Faut-il absolument se coucher avant minuit, sept heures avant la sonnerie du réveil, ou seulement lorsqu'on se sent fatigué? Préparez vos tisanes et vos pantoufles: une étude réalisée fin 2021 et citée par la Société européenne de cardiologie, vient de clarifier cette épineuse question.
«Le corps possède un rythme circadien, soit une horloge interne enclenchée 24 heures sur 24, qui contribue à réguler le fonctionnement de l'organisme», déclare David Plans, chercheur à l'université britannique d'Exeter et l'un des principaux auteurs de la recherche. Pour cette raison, bien que l'étude épidémiologique ne permette pas d'établir un lien de cause à effet, il semblerait que le fait de se coucher trop tôt ou trop tard soit plus susceptible d'endommager le rythme circadien et d'avoir des effets négatifs sur la santé cardiovasculaire.
L'horaire optimal: entre 22 et 23 heures
Pour aboutir à cette conclusion, les chercheurs ont analysé les données de 88'026 personnes issues du registre britannique «UK Biobank», enregistrées entre 2006 et 2010. L'âge moyen des participants, dont 58% étaient des femmes, s'élevait à 61 ans.
Ces informations, obtenues au moyen de questionnaires détaillés, ont ensuite été comparées à la fréquence d'apparition de maladies cardiovasculaires telles que l'infarctus du myocarde, l'accident vasculaire cérébral et les cardiopathies ischémiques chroniques.

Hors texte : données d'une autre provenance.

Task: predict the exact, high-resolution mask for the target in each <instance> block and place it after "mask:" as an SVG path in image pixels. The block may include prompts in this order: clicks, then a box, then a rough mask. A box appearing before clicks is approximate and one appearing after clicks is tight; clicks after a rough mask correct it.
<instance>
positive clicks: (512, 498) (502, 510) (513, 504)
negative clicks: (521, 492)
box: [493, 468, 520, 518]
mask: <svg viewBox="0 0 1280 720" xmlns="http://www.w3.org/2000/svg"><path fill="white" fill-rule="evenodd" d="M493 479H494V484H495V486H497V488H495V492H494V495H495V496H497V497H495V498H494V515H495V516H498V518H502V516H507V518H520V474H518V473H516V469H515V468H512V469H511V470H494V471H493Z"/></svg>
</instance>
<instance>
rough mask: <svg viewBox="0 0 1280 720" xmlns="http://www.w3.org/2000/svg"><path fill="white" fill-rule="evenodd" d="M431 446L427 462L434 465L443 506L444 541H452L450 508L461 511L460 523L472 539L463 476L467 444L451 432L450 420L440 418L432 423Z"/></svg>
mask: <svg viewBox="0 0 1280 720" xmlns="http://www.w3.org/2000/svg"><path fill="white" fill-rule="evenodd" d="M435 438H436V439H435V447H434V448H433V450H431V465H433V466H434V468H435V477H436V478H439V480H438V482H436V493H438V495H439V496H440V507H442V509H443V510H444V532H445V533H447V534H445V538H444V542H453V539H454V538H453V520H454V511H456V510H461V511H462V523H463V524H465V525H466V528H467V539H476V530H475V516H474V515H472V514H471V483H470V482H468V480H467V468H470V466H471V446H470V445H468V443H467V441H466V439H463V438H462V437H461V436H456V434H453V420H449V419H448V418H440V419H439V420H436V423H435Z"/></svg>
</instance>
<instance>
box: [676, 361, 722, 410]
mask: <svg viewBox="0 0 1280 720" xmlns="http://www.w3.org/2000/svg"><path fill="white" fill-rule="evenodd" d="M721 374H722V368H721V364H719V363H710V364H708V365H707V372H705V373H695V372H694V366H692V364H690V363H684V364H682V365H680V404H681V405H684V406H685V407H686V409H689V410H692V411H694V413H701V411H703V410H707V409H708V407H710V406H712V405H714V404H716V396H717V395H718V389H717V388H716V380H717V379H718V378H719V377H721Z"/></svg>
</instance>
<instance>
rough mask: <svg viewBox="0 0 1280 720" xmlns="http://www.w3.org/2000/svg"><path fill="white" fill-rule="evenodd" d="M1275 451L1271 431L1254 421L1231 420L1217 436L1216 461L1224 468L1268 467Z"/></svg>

Résultat: l'apparition d'une maladie cardiovasculaire a été enregistrée chez 3'172 participants, soit 3,6%, au cours d'une période d'observation moyenne de 5,7 ans. Le taux le plus faible a été observé chez les personnes s'étant régulièrement couchées entre 22h et 23h.
Se coucher trop tôt est tout aussi néfaste
Ainsi que le souligne la plateforme de l'université américaine Harvard, l'habitude de se coucher trop tard (soit après 23h) est tout aussi contreproductive que celle de s'endormir trop tôt (avant 22h).
En effet, les personnes qui se glissaient sous la couette après minuit voyaient leur risque de contracter une maladie cardiovasculaire augmenter de 25%. Celles qui se couchaient entre 23h et 24h présentaient déjà un risque accru de 12%.
Or, étonnamment, les participants qui tendaient à rejoindre leur lit avant 22h n'étaient pas mieux lotis pour autant: leur risque s'élevait à 24%, soit presque autant que les couche-tard. «S'endormir à partir de 24 heures s'est avéré être le plus risqué, peut-être parce que cela empêche de voir la lumière du jour matinale, indispensable à la régulation de l'horloge interne», résume David Plans.
Les femmes sont plus affectées
Autre constat significatif: dans l'ensemble, l'étude souligne que les effets néfastes d'un coucher tardif sont nettement plus importants pour les femmes que pour les hommes. Ainsi que le précisait la Fondation américaine du sommeil en mars 2024, les rythmes circadiens des hommes et des femmes sont sensiblement différents, dans la mesure où ces dernières ont besoin de dormir davantage.
D'un point de vue purement biologique, les femmes tendent effectivement à présenter un sommeil plus fragmenté (surtout à certains moments du cycle menstruel), bien que leurs phases de sommeil profond soient plus longues et que leurs taux de mélatonine connaissent des pics plus importants. Sans oublier que certaines exigences et pressions sociales, comme l'allaitement et le soin des jeunes enfants, contribuent aussi à accroître leur dette de sommeil, dans de nombreux cas.